Bugün Türkiye’de emekliği arayanların istisnalar dışında çoğu Almanya ve Avrupa’nın diğer ülkelerinde uzun yıllar düşük ücretle çalışan ya da hiç çalışamayan insanlardır. Zor koşullarda yaptıkları birikimleri ödeyerek, emeklilik hakkı kazanan bu insanların birikimlerine. AKP iktidarı ödenen maaşları geri alarak milyarlarca liraya el koymayı hedefliyor.

Açıktır ki; bu büyük skandalın asıl sorumlusu daha fazla döviz getirme peşinde olan hükümettir. Bu nedenle sıradan insanları şartları yerine getirmedikleri gerekçesiyle “sahtekar” ilan etmek insafsızlıktır.

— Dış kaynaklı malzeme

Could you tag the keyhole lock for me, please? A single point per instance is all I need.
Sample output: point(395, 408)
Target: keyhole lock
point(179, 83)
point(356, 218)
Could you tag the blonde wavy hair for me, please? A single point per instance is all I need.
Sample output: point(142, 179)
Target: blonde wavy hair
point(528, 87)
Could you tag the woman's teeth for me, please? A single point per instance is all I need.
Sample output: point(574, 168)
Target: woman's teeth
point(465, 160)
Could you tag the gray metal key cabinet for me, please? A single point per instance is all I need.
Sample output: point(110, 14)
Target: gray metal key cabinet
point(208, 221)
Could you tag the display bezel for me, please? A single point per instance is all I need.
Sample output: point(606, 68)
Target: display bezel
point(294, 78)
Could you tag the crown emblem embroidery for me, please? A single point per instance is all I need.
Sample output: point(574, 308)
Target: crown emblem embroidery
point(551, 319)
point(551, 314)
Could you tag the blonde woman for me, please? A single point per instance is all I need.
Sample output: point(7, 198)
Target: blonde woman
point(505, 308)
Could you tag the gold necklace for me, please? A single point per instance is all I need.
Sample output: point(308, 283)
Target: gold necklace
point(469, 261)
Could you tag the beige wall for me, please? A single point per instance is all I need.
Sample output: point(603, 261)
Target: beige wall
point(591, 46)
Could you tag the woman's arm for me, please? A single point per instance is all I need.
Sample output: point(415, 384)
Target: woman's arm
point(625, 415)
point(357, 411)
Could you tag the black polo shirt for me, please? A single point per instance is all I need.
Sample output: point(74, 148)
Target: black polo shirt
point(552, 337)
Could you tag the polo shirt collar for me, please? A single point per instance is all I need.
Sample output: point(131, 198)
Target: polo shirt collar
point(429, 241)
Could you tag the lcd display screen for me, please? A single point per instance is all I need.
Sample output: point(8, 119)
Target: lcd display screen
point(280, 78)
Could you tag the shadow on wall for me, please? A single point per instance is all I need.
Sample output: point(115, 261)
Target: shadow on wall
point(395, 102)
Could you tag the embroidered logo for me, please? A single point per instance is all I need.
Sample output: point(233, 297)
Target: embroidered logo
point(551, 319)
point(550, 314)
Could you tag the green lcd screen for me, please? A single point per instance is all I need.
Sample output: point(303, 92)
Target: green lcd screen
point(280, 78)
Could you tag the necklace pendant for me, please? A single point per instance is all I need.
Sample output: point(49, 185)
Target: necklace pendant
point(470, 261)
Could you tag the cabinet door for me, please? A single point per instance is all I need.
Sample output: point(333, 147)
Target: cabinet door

Emeklilere yönelik bu saldırıdan büyük mağduriyetin çıkacağı aşikardır. Hükümet derhal bu uygulamayı durdurmalı ve verilen haklar korunmalıdır. Bunun için gerekli yasal düzenlemeler yapılmalıdır.

Aslolan herkesin yaşadığı ülkede insanca yaşama ve emekli olma koşullarına sahip olmasıdır. Yaşlılıkta yoksulluğun değil, insanca bir yaşamın sağlanabilmesi için Almanya ve diğer Avrupa ülkelerinde emeklilik koşullarının, ikinci bir emekliliğe ihtiyaç duyulmayacak şekilde düzeltilmesi kaçınılmaz bir hal almıştır. Düşük ücretli işlerde çalışan ya da az maaşla geçinen insanların emekliliğinin güvence altına alınması asıl olarak çalıştıkları ülkelerin görevidir. Bu nedenle yaşlılıkta yoksulluğa çözüm, Türkiye’de emeklilik değil, yaşadığımız ülkelerde bu hakların kazanılması için birlikte mücadele ile sağlanabilir.